Yesterday, the U.S. Bureau of Labor Statistics released the results of the American Time Use Survey (ATUS). These data include the average amount of time per day in 2018 that individuals worked, did household activities, and engaged in leisure and sports activities. Additionally, measures of the average time per day spent providing childcare—both as a primary (or main) activity and while doing other things—for the combined years 2014-18 were provided.

I was most curious about how Americans spend their leisure time, and to see how it compares with how I spend mine. Here are some of the results focused just on leisure time:

  • On an average day, nearly everyone age 15 and over (96 percent) engaged in some sort of leisure activity, such as watching TV, socializing, or exercising. Men spent 5.7 hours per day on such activities, compared with 4.9 hours for women.
  • On average, adults age 75 and over spent 7.8 hours engaged in leisure activities per day—more than any other age group; 25- to 44-year-olds spent a little over 4.0 hours engaged in leisure and sports activities per day—less than other age groups.
  • Watching TV was the leisure activity that occupied the most time (2.8 hours per day), accounting for just over half of all leisure time, on average.
  • Socializing and communicating, such as visiting with friends or attending or hosting social events, accounted for an average of 38 minutes per day, and was the next most common leisure activity after watching TV. Individuals spent about twice as much time socializing on weekend days (59 minutes) as on weekdays (29 minutes).
  • Time spent reading for personal interest varied greatly by age. Individuals age 75 and over averaged 48 minutes of reading per day whereas individuals ages 15 to 54 read on average for 10 minutes or less per day.
  • On average, persons ages 15 to 24 spent the most time playing games or using a computer for leisure—about one hour per day.
  • Men were more likely than women to participate in sports, exercise, or recreation on any given day—21 percent, compared with 17 percent. On days that they participated, men also spent more time engaged in sports, exercise, or recreation than did women—1.7 hours per day, compared with 1.3 hours.

As I look over this data, a few things jump out at me.

First, I think I’m really going to enjoy retirement. 7.8 hours per day engaged in leisure activities? That sounds quite appealing. And not to mention all that time reading…

Second, I may not be as anti-social as I thought. Even if I don’t socialize with anyone over the course of a weekday, that’s only 29 minutes per day that I’m being anti-social. And I know exactly where to use that 29 minutes (see next bullet point)

Third, I’m shocked by how little time people in the 15-54 age range spend reading – just 10 minutes per day! Perhaps if people in this age group cut down on their socializing and on playing video games, they might find some time to read!

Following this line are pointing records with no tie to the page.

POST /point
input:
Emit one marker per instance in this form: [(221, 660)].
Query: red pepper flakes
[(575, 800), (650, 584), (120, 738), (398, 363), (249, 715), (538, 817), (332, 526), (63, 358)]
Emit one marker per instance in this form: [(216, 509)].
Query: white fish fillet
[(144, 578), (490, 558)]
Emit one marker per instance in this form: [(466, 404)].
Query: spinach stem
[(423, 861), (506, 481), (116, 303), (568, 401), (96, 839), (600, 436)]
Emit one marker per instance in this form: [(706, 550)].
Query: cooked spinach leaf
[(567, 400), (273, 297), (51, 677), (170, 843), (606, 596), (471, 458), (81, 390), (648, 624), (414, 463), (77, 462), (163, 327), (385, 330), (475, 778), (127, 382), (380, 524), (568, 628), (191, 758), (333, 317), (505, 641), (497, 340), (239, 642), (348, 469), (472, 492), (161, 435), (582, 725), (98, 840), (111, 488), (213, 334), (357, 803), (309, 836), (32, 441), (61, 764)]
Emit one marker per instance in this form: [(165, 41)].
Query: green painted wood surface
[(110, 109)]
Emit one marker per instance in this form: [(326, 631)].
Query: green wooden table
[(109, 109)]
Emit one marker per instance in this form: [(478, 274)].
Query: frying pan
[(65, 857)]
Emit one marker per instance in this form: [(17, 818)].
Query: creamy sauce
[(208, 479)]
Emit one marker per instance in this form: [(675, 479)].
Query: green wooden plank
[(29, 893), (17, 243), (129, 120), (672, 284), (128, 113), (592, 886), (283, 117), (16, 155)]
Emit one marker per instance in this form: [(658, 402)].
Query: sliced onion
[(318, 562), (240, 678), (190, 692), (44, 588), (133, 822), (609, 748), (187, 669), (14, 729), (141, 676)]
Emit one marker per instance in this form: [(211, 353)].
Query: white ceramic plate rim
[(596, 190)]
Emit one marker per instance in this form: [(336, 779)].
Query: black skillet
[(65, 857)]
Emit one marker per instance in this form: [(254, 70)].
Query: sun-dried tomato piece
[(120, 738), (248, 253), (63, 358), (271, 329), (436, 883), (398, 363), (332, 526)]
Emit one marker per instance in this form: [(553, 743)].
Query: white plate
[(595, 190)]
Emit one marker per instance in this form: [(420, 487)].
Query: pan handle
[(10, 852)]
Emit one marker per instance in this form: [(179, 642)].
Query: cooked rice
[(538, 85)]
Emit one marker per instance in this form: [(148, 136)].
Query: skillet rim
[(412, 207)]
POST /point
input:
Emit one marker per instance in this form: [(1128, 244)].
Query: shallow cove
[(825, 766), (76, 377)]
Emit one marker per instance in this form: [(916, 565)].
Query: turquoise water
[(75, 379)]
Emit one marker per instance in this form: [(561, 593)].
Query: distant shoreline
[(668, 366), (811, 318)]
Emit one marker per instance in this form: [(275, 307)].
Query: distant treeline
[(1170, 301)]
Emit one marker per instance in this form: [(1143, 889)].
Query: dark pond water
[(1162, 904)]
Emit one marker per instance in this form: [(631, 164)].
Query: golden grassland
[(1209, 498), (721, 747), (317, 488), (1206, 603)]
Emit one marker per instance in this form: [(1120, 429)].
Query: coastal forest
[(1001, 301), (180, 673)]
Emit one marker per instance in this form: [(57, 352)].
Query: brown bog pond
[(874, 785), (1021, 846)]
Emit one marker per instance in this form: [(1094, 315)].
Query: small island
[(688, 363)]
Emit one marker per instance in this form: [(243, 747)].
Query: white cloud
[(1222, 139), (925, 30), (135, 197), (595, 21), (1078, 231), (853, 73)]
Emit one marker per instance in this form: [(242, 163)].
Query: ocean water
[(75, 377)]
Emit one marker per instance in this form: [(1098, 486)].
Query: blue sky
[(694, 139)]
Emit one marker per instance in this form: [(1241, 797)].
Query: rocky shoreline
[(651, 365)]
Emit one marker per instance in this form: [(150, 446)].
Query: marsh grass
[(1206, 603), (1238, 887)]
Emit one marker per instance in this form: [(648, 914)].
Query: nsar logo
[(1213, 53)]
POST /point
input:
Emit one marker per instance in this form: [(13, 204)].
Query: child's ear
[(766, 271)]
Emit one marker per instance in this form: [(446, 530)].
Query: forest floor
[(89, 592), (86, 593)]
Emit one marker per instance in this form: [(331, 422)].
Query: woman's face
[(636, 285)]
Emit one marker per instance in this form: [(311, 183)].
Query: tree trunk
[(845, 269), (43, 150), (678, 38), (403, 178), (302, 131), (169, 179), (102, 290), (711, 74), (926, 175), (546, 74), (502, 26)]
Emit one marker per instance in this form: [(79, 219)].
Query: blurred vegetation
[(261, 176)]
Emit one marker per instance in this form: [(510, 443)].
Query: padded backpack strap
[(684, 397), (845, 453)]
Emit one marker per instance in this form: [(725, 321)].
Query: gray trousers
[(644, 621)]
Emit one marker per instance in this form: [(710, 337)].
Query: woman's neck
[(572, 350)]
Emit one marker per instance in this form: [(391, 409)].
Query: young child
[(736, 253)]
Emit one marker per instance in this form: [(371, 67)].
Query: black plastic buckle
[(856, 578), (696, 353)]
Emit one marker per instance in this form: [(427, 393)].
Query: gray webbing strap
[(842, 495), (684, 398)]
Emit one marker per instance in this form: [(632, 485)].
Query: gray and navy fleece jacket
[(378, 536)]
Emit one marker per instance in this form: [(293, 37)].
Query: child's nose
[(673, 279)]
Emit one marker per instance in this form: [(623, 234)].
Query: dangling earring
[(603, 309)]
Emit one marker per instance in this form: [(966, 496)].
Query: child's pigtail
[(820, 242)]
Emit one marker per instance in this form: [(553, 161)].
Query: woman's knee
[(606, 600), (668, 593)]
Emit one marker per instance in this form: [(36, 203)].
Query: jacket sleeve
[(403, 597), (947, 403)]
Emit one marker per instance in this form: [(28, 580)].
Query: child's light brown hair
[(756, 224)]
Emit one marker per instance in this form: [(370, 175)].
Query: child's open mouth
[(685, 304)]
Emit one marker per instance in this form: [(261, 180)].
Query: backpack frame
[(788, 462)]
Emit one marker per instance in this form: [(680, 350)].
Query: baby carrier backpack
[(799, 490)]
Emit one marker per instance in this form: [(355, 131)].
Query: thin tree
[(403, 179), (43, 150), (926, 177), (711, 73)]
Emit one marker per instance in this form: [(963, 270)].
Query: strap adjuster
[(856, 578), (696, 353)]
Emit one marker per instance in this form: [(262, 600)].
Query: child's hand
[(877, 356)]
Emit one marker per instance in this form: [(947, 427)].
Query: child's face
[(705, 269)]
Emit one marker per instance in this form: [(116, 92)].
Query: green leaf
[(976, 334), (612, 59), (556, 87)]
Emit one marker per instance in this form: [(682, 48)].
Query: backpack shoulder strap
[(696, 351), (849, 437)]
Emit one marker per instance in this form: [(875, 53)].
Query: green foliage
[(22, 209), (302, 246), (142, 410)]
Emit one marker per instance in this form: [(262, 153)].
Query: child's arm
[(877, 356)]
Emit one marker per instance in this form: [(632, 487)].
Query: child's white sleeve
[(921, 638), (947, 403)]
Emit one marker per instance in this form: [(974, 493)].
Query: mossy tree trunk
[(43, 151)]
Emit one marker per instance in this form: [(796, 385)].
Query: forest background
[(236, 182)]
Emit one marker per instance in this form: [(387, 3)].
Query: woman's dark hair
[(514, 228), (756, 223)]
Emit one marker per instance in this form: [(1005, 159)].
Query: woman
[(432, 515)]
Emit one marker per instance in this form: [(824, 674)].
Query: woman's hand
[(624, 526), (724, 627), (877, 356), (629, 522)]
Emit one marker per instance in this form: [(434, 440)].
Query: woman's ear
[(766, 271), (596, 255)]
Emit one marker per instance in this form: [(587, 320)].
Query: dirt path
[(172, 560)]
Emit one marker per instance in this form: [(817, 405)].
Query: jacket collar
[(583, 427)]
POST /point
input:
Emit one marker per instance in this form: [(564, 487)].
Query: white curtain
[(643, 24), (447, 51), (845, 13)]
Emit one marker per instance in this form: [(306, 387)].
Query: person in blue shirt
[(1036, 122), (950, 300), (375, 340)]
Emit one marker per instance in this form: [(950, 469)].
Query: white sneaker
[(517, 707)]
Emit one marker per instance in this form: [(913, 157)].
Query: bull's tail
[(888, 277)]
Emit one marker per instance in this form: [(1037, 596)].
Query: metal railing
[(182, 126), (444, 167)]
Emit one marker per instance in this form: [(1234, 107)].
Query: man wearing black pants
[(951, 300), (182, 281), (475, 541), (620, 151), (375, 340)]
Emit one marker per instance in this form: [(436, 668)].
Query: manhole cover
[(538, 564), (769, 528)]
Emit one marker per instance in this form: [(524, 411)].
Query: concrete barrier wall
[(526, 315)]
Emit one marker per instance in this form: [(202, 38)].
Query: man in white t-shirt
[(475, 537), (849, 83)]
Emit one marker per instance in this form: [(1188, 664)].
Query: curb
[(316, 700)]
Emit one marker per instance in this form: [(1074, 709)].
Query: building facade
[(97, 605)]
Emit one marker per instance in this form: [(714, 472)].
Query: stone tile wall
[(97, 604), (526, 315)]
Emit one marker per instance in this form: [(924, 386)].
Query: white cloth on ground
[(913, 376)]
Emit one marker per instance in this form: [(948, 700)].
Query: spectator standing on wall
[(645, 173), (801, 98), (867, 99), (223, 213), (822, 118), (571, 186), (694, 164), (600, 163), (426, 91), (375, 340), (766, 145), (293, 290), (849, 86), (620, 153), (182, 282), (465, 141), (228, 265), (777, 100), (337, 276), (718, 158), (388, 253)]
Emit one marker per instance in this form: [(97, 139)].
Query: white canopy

So there you have it – a snapshot of how Americans spend their leisure time.

How do you compare?

*chart from Bureau of Labor Statistics


2 thoughts on “How Do You Compare – the Annual American Time Use Survey

  1. I’m looking to draft a blog post for my site that uses a similar data set. It’s crazy how much time the average American spends doing things that are what I would consider to be passive leisure activities.

    Over the course of a year, if we watch television for 2.8 hours a day, that’s 1022 hours, or 42.5 days! Nearly a month and a half worth of time dedicated to watching television. Over the course of the average adult life of 60 years (78 – 18), this amounts to 7 years!

    Think of how much time we could buy ourselves if we simply change our television habits. Thanks for the write up, Jim.